За валом Арсен с братией встретились с гурьбой нищих. Музыканты отошли от них в сторону, потому что из ворот повалила толпа — купцы, мещане, шляхтичи, — ведьь могли же подумать те, что вчера были рады скоморохам и с пренебрежением смотрели на нищих, что между ними, бродячими людьми и разницы нет. Арсен ждал, пока ватага нищих поплетется к мосту через Стырь, но их атаман, одноглазый и без правой руки, снова подошел к гуслярам и сказал:
— Чего ты зазнаешься, отрок? Разве ты не нищий у сильных мира сего? Не ты ли взял вчера дукат из рук князя, а потом стал петь песни, какие требовал он, а не те, что желала твоя душа? Вы — честная братия, а мы — черви. Вы играете, потому что у каждого из вас по две руки, пляшете, потому что стоите на двух ногах, а ты вчера на красавицу дочь Ивашка вон как глазел, потому что у тебя два глаза.
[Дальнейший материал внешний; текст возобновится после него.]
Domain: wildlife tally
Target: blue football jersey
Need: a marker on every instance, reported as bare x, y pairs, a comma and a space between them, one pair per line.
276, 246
А отрежь вам ноги, руки, выколи глаза, вот тогда и придется ходить с нищенской сумой — просить у людей подаяния. Ведь вы не от счастья, так же как и мы, бродите по свету. Ты не сверли меня пренебрежительным взглядом и не натравливай на нас медведя, а послушай... Взгляни, — атаман показал на двух слепых с красными ямами вместо глаз, — такими их отпустили из плена крестоносцы, это польские землепашцы из-под Познани, которые воевали за короля. А этот, — атаман указал пальцем на дряхлого старика, — коломенский, за князя Дмитрия отдал обе руки на Куликовом поле. Я же калекой стал в боях под Грюнвальдом, мы с Ивашком вместе в бой шли, только один за Грюнвальд получил Рогатин, а второй — суму Лазаря. Вас спас бог от увечья, но не от нищеты. И нищенство ваше неразумное...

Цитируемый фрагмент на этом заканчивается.